Police at the site said it was illegal to hold demonstrations at the Supreme Court.

Complaint

In her complaint to the court last month, the woman accused Gogoi of harassing her when she worked at his residential office last year.

“He hugged me around the waist, and touched me all over my body with his arms and by pressing his body against mine, and did not let go,” she wrote in an affidavit seen by the AFP news agency.

“He told me ‘hold me’, he did not let go of me despite the fact that I froze and tried to get out of his embrace by stiffening and moving my body away,” the document said.

The woman, whose identity has been withheld, claimed she was dismissed from her job and her family had been harassed after she rebuffed Gogoi’s advances.

She also said she was summoned by Gogoi’s wife who asked her to prostrate herself and rub her nose at her feet to seek forgiveness.

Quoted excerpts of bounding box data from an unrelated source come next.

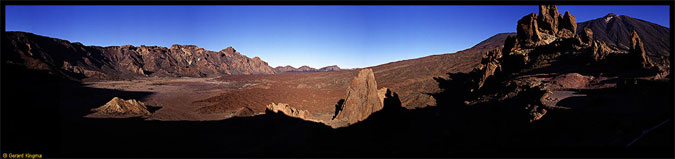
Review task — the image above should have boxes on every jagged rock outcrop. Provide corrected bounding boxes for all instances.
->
[274,65,342,73]
[319,65,342,72]
[556,11,577,38]
[443,6,668,122]
[536,5,562,35]
[85,97,151,118]
[577,13,672,58]
[2,32,274,80]
[629,31,654,68]
[581,28,593,45]
[295,65,317,72]
[516,11,544,46]
[334,69,383,124]
[537,5,577,38]
[267,103,311,120]
[476,49,502,89]
[274,65,297,73]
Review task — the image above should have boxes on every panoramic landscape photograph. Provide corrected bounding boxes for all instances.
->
[0,2,675,159]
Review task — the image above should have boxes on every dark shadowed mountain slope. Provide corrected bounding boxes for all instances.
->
[577,13,670,59]
[274,65,342,73]
[2,32,274,80]
[370,33,515,109]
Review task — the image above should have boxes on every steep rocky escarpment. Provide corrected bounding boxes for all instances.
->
[274,65,342,73]
[437,5,670,122]
[335,69,382,124]
[577,13,671,63]
[2,32,274,80]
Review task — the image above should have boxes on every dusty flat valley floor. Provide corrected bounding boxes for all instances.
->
[85,78,239,121]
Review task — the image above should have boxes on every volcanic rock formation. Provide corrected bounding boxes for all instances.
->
[577,13,671,58]
[629,31,654,68]
[440,5,668,122]
[85,97,151,118]
[335,69,386,125]
[274,65,342,73]
[2,32,274,80]
[267,103,311,120]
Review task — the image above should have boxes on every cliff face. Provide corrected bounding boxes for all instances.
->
[2,32,274,80]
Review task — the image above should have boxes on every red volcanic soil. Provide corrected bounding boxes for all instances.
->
[201,33,513,114]
[195,71,356,120]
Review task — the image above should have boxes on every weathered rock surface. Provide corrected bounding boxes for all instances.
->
[556,11,577,38]
[629,31,654,68]
[267,103,311,120]
[439,6,668,122]
[319,65,342,72]
[335,69,383,124]
[274,65,342,73]
[85,97,151,118]
[577,13,672,59]
[3,32,274,80]
[536,5,562,35]
[516,11,540,46]
[551,73,593,89]
[581,28,593,45]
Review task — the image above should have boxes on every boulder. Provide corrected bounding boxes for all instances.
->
[556,11,577,38]
[581,27,593,46]
[477,49,502,89]
[516,13,541,46]
[334,68,383,125]
[533,5,561,35]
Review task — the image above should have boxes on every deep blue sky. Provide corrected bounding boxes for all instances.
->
[5,5,670,68]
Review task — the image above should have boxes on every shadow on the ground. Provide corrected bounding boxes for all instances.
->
[2,66,673,157]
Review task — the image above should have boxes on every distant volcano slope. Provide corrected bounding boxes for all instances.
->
[577,13,671,63]
[2,32,274,80]
[370,33,515,109]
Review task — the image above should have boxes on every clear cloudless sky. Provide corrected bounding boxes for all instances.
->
[5,5,670,68]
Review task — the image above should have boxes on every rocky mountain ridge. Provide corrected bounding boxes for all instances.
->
[274,65,342,73]
[3,32,274,80]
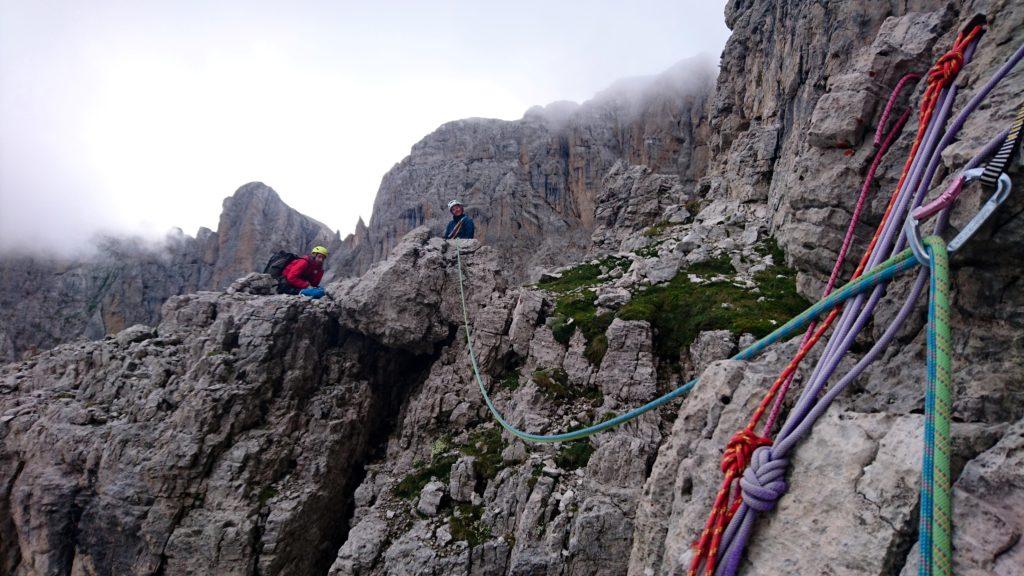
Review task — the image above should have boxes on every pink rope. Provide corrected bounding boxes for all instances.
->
[761,73,921,438]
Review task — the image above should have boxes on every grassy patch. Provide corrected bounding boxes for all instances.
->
[618,249,808,364]
[551,290,614,366]
[498,369,520,390]
[394,454,459,500]
[555,440,594,470]
[537,256,630,294]
[460,426,506,480]
[526,464,544,490]
[449,504,493,548]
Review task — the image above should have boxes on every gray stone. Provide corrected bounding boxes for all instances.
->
[416,480,445,516]
[449,456,476,502]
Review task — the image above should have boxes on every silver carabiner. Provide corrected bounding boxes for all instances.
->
[903,168,1012,266]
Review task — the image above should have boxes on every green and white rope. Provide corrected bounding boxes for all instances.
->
[918,236,952,576]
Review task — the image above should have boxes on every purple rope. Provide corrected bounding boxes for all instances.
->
[715,34,1024,576]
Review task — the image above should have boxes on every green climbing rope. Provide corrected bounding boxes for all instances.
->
[454,240,919,442]
[919,236,952,576]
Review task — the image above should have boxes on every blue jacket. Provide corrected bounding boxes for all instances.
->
[444,214,473,240]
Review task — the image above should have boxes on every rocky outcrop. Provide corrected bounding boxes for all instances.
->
[0,229,499,575]
[334,57,714,280]
[0,182,341,361]
[0,0,1024,576]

Last week, the woman withdrew from proceedings of the three-member panel of judges investigating the case, saying she did not expect justice from it.

“There was no external member in the inquiry committee,” Amrita Johri, an activist, told Al Jazeera.

“Secondly, once the woman withdrew because she wasn’t given a lawyer, they should have stopped the proceedings but they went ahead and did an ex-parte report.

“Now they are unwilling to give the copy of the report to the woman or to make it public,” said Johri, who was detained by the police along with dozens of other protesters.

Gogoi has called the allegations part of a wider conspiracy to taint India’s judiciary, without elaborating.

The chief justice and members of the committee were not available for comment.

In a statement on Tuesday, a group of 350 women’s rights activists and civil society members called for a fresh inquiry into the accusations.

“This case has exposed the urgent need for just, transparent and fair procedures to be laid down as soon as possible…what is at stake is not just the rights of women, but also the credibility of the Supreme Court,” they said.